Our good friend and colleague, Stratford Caldecott, of the G.K. Chesterton Institute for Faith and Culture in Oxford has recently had a new book published: The Seven Sacraments: Entering the Mysteries of God
Here is what people are saying about the book:
Aidan Nichols OP:
This book identifies a pressing need – the need for post-baptismal catechesis, to help Catholic Christians to enter the faith they possess at a new level of depth. It assumes what can never be taken for granted, namely that they are already well-instructed doctrinally and familiar with the Scriptures and the Liturgy of the Church. It proposes that even this is insufficient – judging by the spiritual literature passed down to us from the patristic, medieval and later periods.

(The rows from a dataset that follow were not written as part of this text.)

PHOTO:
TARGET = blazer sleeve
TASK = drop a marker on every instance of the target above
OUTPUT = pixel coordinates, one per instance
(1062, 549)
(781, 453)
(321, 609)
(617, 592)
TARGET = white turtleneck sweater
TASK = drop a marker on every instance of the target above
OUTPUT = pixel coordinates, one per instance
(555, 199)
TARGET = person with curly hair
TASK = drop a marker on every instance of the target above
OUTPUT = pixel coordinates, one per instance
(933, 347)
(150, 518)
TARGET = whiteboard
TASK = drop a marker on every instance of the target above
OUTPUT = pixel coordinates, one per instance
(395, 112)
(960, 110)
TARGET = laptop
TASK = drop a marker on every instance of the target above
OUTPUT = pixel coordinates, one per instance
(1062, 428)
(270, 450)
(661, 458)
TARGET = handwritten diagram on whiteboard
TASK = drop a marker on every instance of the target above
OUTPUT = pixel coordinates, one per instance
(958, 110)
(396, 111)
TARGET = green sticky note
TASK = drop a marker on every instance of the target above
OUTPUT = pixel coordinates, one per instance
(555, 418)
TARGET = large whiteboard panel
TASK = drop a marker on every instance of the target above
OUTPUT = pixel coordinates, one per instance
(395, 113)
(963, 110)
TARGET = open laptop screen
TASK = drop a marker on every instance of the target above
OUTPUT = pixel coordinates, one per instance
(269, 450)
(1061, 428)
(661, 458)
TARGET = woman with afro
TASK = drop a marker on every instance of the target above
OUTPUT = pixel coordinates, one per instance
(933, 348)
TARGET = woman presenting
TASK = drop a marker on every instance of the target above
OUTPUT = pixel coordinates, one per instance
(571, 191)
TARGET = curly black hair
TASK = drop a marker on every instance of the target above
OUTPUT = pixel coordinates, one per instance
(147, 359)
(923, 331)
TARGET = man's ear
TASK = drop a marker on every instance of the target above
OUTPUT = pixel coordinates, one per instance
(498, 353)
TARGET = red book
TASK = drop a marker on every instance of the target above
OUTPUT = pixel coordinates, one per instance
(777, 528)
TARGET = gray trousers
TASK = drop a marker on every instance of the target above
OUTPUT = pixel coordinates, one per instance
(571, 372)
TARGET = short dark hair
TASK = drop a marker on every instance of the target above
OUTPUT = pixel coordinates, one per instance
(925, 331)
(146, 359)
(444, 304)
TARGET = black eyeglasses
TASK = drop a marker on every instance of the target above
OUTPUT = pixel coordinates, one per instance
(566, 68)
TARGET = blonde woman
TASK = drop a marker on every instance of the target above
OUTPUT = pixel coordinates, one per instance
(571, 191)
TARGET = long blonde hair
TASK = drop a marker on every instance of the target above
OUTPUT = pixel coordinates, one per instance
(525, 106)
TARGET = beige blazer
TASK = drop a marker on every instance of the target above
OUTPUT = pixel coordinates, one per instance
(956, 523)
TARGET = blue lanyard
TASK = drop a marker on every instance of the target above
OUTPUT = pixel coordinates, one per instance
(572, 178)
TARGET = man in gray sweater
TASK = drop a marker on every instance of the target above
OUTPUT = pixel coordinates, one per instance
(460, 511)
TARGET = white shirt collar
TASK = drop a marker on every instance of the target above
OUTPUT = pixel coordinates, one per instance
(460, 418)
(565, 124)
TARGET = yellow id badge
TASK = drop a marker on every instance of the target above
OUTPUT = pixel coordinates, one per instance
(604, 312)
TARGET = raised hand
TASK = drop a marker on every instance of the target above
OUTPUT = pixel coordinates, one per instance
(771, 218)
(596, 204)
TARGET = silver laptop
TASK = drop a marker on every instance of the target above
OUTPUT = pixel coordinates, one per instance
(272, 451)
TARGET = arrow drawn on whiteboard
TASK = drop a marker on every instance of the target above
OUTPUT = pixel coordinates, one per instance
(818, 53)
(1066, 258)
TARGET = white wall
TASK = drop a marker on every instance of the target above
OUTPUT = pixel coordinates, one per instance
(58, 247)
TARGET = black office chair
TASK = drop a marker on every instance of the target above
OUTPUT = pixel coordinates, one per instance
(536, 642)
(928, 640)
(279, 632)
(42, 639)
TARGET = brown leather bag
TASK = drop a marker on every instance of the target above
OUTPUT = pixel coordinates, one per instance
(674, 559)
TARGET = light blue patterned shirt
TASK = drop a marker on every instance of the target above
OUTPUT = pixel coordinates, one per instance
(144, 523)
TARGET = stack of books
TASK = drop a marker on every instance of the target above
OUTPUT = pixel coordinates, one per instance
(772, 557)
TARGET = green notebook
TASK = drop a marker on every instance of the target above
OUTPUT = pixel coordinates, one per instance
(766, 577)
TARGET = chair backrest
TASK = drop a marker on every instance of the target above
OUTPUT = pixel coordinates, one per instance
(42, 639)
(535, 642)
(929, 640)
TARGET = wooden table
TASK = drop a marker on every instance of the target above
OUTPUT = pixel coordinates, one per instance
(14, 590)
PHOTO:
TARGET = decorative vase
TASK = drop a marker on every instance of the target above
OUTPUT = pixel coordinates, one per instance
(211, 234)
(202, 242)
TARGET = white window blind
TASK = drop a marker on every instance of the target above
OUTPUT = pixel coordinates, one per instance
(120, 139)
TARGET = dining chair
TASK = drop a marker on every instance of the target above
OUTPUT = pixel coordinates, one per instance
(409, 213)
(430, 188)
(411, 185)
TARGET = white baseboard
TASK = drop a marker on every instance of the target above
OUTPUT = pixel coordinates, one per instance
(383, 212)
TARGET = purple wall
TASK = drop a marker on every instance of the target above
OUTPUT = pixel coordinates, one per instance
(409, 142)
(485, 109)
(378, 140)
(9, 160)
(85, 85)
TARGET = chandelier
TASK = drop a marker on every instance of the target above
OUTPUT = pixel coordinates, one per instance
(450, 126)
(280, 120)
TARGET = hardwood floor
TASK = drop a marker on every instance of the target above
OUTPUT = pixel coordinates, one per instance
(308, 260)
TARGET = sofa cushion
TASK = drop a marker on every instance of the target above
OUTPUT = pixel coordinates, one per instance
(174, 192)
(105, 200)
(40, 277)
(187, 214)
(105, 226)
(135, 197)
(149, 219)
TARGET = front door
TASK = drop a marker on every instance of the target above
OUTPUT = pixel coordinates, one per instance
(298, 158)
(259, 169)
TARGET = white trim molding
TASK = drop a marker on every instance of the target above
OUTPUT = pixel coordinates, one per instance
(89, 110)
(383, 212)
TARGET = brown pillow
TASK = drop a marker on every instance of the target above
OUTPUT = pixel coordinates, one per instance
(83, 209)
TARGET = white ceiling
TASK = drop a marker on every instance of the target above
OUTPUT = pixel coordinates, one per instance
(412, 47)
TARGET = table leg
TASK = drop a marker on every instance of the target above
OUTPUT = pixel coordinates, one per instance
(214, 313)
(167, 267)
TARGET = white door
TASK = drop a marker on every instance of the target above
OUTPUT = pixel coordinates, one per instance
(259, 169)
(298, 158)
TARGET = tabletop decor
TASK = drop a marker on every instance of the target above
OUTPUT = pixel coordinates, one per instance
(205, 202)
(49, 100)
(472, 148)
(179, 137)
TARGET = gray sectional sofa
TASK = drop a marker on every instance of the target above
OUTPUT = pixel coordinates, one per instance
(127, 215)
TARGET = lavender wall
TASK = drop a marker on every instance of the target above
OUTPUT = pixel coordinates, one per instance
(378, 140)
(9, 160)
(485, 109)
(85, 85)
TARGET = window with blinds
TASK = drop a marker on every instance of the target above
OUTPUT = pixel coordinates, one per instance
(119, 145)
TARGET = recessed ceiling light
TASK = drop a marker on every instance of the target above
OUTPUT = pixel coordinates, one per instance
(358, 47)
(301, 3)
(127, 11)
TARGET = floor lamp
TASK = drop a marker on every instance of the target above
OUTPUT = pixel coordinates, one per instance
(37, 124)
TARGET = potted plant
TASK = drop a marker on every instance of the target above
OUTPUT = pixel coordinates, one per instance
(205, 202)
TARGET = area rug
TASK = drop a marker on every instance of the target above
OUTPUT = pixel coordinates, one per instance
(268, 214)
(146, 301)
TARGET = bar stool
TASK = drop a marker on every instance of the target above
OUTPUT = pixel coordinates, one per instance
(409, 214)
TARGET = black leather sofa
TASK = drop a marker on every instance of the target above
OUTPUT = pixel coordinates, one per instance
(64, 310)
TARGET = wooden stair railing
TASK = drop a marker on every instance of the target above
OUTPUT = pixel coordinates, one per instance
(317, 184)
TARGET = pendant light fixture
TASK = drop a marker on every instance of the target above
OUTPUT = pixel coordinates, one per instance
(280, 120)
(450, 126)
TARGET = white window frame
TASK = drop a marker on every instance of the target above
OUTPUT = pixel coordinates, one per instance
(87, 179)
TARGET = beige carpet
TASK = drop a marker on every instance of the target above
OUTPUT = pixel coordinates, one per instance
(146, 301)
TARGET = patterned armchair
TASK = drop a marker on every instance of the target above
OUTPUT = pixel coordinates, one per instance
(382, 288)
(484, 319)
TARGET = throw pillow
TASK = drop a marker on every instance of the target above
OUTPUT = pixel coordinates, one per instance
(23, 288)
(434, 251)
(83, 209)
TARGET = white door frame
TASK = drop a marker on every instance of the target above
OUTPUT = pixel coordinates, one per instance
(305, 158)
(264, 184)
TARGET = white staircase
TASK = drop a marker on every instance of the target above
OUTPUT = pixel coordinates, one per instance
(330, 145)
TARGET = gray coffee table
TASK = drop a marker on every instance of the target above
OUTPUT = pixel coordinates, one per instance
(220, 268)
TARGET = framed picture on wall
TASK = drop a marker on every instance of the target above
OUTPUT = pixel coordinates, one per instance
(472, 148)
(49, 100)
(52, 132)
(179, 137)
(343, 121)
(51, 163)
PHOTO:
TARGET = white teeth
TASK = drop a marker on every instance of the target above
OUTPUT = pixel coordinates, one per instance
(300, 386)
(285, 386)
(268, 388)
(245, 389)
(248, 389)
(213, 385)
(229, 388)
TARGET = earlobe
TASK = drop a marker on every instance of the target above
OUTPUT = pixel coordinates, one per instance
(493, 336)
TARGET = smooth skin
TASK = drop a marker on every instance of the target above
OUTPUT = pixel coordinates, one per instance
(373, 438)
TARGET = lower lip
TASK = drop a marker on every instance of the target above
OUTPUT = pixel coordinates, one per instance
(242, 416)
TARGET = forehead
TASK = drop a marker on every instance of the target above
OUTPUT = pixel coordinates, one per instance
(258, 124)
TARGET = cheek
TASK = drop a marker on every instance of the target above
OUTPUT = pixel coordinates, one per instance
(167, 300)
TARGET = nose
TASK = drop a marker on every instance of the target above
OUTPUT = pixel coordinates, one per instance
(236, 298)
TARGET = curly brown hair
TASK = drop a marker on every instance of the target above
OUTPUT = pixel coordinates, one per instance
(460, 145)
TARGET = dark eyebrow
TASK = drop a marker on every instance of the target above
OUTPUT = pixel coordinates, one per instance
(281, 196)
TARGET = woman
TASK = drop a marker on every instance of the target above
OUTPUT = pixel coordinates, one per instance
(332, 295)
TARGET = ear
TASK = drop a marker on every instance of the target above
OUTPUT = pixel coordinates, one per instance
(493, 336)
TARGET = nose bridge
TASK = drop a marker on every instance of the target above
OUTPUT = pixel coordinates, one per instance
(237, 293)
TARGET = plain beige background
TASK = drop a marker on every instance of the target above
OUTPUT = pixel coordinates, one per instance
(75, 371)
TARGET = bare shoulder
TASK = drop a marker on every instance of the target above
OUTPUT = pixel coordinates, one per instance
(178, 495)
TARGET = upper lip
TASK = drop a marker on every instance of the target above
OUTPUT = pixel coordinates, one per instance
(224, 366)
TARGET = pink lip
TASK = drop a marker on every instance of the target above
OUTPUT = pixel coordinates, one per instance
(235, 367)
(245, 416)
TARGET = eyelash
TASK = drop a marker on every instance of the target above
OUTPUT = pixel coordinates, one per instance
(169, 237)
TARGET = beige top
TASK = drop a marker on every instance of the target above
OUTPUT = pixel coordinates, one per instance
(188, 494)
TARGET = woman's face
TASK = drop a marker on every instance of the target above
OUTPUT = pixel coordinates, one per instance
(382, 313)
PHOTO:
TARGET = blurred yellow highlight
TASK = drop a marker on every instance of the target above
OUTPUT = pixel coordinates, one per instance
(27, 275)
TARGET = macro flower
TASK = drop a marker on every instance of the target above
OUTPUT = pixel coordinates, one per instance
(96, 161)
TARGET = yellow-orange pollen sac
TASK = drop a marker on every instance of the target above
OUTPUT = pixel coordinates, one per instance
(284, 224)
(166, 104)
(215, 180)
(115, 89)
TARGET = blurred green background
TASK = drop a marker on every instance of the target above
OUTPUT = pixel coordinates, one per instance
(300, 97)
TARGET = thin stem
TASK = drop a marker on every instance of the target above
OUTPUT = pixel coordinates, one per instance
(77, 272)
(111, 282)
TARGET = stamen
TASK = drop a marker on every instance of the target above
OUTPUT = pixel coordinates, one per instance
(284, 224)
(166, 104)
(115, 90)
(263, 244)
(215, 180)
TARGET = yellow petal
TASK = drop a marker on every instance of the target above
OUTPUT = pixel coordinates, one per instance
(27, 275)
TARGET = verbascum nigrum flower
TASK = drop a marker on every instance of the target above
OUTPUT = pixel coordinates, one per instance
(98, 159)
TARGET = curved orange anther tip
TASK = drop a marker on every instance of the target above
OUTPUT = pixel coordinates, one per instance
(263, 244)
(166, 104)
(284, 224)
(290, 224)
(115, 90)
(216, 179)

The capacity to discern relationships between creation, redemption, and the revealed Names (or attributes) of God is dependent, yes, on what we receive from Scripture, sacraments and the wider tradition of the Church. But it is also something that develops mystagogically – in line with our own entry in depth into the mysteries the faith presents to our gaze. Stratford Caldecott has the poetic sensibility and the metaphysical audacity we would expect from a Christian Platonist – for it is in that succession that I see him, a combination of Dionysius the Areopagite in the age of the Fathers and the Oxford Inklings in our own.
Scott Hahn
History presents only a handful of books that disclose the Christian mysteries with the requisite piety and fear of the Lord ñ and yet capture the minds and hearts of readers with such boldness and brilliant clarity. Stratford Caldecott goes bravely into the mystical depths of Christian life and takes his readers with him, eyes wide open. There are no shortcuts to the mystical life, but this book is an overwhelming enticement, and that might be half the battle.
Philip Zaleski:
The Seven Sacraments is a magnificent achievement, a brilliant and gripping presentation of Christianity and its sacraments as a spiritual Way, a path to holiness, an entry into life in union with God. Caldecott explores a dazzling array of subjects – the Lord's Prayer, the seven days of Creation, the souls of animals, the Kabbalah's Tree of Life, and much, much more – with the mind of a poet and the heart of a metaphysician. His conclusions are surprising, exciting, and always fascinating; this book is, among other things, great fun to read. In sum, Caldecott has written a work of intense interest to all spiritual seekers, indeed to all who ponder the ultimate meaning of human life.
Francesca Aran Murphy:
Doing for Catholics what Dallas Willard has done for Protestants, Stratford Caldecott has written a really useful book on Christian discipleship. Numbering the sacraments and the virtues is the easiest way of learning them by heart, and Caldecott shows us how. Caldecott's focus on the pattern and form of Christian sacramental life presents the liturgy on a deep imaginative plane. This is a book whose practicality is rivalled only by its profound spirituality.
Bernard Orchard OSB:
This research into the spiritual meaning of Holy Scripture follows the lines of the allegorical interpretations of Clement of Alexandria and others, but also develops the inner coherencies of the Gospels using the mysterious number Seven to link the life-giving actions of the Saviour with his Seven Sacraments – fountains of his Grace.